FERC also expressed concern over the enforceability of the CIP Reliability Standards, noting that language requiring responsible entities to "identify, assess, and correct" deficiencies was too ambiguous. FERC explained that this language is broad enough to be open to interpretation and that NERC's proposal does not explain the manner or time frame in which deficiencies should be identified and corrected or what constitutes a "deficiency." The resulting ambiguity, FERC stated, may contribute to confusion over the execution of the requirements, push disputes into future enforcement proceedings, and hinder subsequent audit efforts. FERC sought comment on how this language would be implemented. This proposed language was an attempt to provide Registered Entities greater flexibility in detecting and remediating low-risk violations. With the move to version 5, many more cyber assets will be subject to the CIP Reliability Standards, and NERC recognized that using the full enforcement process for low-risk violations would be unworkable.
NERC's original proposal regarding CIP Reliability Standards suggested that applicable utilities should transition compliance efforts from CIP version 3 directly to CIP version 5, thereby bypassing compliance with the recently approved CIP version 4. This would retire the version 4 CIP Reliability Standards before they could come into effect. FERC proposed to approve this plan but seeks comment on the mandatory implementation time line for the new version 5 CIP Reliability Standards. Specifically, NERC proposed a 24-month implementation period for high-impact and medium-impact BES Cyber Systems and a 36-month period for low-impact systems, but it did not provide a basis for this time line.
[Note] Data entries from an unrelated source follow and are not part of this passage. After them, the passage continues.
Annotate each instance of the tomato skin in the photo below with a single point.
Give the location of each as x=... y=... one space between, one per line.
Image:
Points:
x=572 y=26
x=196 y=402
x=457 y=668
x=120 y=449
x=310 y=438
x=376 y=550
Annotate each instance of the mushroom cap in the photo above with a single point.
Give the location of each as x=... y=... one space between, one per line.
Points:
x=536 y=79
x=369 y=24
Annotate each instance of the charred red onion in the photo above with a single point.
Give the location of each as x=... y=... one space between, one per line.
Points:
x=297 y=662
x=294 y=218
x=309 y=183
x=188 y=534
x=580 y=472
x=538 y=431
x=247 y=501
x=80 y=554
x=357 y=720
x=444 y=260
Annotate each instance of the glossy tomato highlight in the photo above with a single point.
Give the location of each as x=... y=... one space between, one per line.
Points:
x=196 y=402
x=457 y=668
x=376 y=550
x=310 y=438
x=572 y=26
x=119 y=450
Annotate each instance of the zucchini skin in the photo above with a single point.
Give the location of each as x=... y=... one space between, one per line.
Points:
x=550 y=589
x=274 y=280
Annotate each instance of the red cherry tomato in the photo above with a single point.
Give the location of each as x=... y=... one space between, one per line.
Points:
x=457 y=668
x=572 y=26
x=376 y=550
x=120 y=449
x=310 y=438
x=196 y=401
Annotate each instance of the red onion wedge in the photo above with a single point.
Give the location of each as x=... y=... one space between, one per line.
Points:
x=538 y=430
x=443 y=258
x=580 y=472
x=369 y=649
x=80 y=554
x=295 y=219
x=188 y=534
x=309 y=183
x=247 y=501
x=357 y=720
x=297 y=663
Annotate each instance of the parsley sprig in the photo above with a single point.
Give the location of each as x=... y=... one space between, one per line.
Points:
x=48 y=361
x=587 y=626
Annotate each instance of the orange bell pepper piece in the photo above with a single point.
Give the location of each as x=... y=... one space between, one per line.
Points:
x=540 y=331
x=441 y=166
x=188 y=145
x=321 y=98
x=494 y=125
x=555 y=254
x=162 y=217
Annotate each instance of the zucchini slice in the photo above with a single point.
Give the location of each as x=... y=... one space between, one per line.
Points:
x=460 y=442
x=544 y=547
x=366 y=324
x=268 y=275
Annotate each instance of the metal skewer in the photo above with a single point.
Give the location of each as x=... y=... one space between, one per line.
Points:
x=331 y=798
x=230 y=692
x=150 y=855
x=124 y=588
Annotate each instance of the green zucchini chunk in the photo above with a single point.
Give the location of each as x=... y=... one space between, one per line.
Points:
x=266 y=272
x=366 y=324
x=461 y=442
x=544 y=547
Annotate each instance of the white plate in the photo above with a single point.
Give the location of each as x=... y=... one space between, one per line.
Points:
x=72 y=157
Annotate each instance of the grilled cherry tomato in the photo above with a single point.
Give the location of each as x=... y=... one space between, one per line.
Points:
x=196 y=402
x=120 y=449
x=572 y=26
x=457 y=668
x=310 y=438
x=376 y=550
Although FERC did not propose a specific alternative to NERC's time frame, it now seeks comment on the feasibility of implementing the version 5 CIP Reliability Standards on a faster schedule.
FERC is soliciting comments on the proposed rule, which must be submitted within 60 days after the NOPR is published in the Federal Register.
FERC's proposed approval of the new version 5 CIP Reliability Standards was issued on the same day the U.S. House of Representatives voted to pass the Cyber Intelligence Sharing and Protection Act (CISPA) for a second time. Originally introduced in 2011, CISPA faced resistance from the Senate and the White House due to concerns over privacy and information sharing. The legislation, which passed on April 18 in the House by a vote of 288-127, is designed to assist the U.S. government in investigating cyber threats and preventing cyber attacks on integrated network systems. As part of these efforts, CISPA would allow private companies to voluntarily share user data—potentially in real time—with the government to support deterrence of cyber attacks. The voluntary cybersecurity standards introduced by the bill have been widely criticized by privacy advocates, while supporters of the bill emphasize that the purpose of CISPA is to protect the critical cyber assets and infrastructures of private companies from malicious attacks. Although the bill will now make its way to the Senate, the White House has stated that President Barack Obama will veto the bill in its current form due to the lack of privacy protections.